Sustained selective attention was assessed by the Integrated Visual and Auditory Continuous Performance Test (IVA+Plus, www.braintrain.com), a 20-min test with 500 trials of 1s and 2s presented in a pseudorandom order to the visual and/or auditory modalities. For this test, the subject clicks the mouse only when a 1 (but not a 2) is seen or heard. The subject’s responses during the test capture abilities of attention, control, and focus, both collectively and individually within the auditory and visual domains. Responses were converted to age-normed standard scores. To assess sustained selective attention in an ecologically valid setting, subjects were administered this test over headphones at their high school using a laptop computer that was placed 60 cm from the participant.

Electrophysiological Recording.

Stimulus and recording.

 

Stimulus and recording parameters followed those described in ref. 23. The complex stimulus [da] is a dynamic, six-formant, 170-ms sound synthesized at a 20-kHz sampling rate using a Klatt synthesizer (51). Except for the initial 5-ms stop burst, this syllable is voiced throughout with a steady fundamental frequency (F0 = 100 Hz).
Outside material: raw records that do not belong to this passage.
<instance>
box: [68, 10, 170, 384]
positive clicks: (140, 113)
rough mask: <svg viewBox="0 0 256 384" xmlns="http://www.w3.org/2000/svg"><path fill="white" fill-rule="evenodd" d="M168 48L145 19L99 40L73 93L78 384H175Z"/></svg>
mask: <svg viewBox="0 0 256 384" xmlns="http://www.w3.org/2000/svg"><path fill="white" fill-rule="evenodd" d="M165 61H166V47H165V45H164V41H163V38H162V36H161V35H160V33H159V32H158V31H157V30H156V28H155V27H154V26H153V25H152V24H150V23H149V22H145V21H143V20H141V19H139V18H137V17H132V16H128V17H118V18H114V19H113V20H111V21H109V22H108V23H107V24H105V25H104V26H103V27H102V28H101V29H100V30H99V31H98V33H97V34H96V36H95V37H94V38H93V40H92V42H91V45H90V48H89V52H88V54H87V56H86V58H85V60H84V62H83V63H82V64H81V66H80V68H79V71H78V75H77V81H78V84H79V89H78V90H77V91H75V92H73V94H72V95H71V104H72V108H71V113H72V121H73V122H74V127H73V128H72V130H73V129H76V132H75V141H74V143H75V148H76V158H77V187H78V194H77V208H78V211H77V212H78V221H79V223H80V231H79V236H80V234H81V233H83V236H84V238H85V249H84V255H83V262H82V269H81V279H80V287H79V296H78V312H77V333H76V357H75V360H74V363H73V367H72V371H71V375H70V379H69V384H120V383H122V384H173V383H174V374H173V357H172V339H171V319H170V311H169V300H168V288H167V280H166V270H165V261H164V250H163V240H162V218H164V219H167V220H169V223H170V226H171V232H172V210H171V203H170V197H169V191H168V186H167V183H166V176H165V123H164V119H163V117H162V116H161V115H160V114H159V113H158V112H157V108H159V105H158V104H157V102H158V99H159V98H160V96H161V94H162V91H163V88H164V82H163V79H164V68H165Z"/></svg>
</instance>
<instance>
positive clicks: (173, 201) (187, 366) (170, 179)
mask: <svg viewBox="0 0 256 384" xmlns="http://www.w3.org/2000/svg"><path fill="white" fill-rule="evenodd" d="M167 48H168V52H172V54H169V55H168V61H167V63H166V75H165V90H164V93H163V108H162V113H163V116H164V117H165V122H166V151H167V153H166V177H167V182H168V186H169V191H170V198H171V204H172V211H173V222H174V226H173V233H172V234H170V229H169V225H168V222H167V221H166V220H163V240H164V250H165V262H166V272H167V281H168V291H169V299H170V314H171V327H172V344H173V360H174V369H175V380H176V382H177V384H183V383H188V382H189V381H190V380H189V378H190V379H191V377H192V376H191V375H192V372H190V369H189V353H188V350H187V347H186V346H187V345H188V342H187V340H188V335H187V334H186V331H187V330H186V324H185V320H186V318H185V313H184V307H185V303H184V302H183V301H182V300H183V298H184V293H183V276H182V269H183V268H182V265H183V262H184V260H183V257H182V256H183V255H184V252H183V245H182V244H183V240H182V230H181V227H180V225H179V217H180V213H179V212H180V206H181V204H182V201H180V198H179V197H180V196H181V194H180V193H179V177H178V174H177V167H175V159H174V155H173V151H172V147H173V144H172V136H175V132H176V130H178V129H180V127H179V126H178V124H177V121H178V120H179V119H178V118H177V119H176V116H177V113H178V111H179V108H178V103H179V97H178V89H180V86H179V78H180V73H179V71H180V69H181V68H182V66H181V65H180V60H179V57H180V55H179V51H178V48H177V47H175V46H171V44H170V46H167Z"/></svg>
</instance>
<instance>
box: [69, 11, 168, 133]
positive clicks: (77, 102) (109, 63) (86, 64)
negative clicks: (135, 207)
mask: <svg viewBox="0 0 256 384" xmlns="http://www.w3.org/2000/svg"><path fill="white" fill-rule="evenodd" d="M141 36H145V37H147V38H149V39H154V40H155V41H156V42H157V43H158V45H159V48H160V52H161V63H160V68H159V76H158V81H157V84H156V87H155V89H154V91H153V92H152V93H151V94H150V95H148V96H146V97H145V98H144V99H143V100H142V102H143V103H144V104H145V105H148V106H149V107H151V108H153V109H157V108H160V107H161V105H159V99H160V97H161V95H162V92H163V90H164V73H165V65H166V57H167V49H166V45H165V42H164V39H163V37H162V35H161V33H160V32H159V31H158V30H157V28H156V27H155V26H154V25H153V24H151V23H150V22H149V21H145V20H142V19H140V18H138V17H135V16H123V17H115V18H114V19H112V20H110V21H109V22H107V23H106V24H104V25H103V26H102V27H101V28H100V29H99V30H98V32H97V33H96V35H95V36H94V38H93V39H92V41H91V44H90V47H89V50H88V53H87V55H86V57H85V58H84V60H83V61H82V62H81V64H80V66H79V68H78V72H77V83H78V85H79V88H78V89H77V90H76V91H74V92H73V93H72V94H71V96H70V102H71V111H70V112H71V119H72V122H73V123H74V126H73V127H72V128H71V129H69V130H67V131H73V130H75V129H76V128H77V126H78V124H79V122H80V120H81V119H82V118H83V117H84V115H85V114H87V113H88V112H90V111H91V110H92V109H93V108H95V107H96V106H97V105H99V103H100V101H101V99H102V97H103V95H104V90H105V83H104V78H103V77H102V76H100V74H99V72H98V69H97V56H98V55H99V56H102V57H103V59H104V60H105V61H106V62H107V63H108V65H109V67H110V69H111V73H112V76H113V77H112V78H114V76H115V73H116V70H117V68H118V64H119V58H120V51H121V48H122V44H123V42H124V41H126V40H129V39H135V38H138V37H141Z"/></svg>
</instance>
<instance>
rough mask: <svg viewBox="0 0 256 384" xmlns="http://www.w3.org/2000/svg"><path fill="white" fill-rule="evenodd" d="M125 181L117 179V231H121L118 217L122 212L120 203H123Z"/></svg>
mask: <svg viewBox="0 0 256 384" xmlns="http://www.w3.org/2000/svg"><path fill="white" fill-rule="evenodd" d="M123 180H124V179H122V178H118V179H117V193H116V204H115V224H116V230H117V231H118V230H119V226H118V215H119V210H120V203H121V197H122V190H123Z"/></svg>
This stimulus is characterized by a 50-ms formant transition (transition between [d] and [a]) followed by a 120-ms steady-state [a] portion during which the formants are unchanging. The [da] stimulus was presented 6,300 times with an 81-ms interstimulus interval presented in alternating stimulus polarities to the right ear at 80-dB SPL through an insert earphone (ER-3; Etymotic Research) using the stimulus presentation software NeuroScan Stim2 (Sound module; Compumedics). Responses, which originate primarily from the inferior colliculus (52), were differentially recorded in a sound-attenuated, electrically-shielded chamber using NeuroScan Acquire4 at a sampling rate of 20 kHz. Ag/Ag-Cl electrodes were applied in a vertical montage from Cz-to-earlobe with forehead as ground. During electrophysiological testing, the participant watched a movie of his or her choice in a comfortable reclining chair. The left ear was unoccluded enabling the participant to hear the movie soundtrack played at <40 dB SPL, an insufficient intensity to mask the stimulus. The [da] was presented alone and in the context of multitalker babble. The multitalker babble (four female and two male voices) was created by mixing six tracks of English nonsense sentences in Cool Edit Pro, version 2.1 (Syntrillium Software, 2003), into a 45-s duration babble track that was presented at a signal-to-noise (SNR) of +10 dB relative to the [da] based on the root mean square (RMS) amplitude of the entire track.

Data averaging.

 

For both the quiet and babble conditions, electrophysiological responses were off-line bandpass filtered in Neuroscan Edit from 70 to 2,000 Hz (12 dB/octave, zero phase-shift) to include energy within the phase-locking limits of the inferior colliculus (52, 53) and to minimize low-frequency myogenic noise and cortical activity. Responses were then averaged over a −40- to 190-ms window, with stimulus onset occurring at time 0. An artifact reject criterion of ±35 μV was applied, resulting in prestimulus baseline corrected final averages comprising ~6,000 sweeps.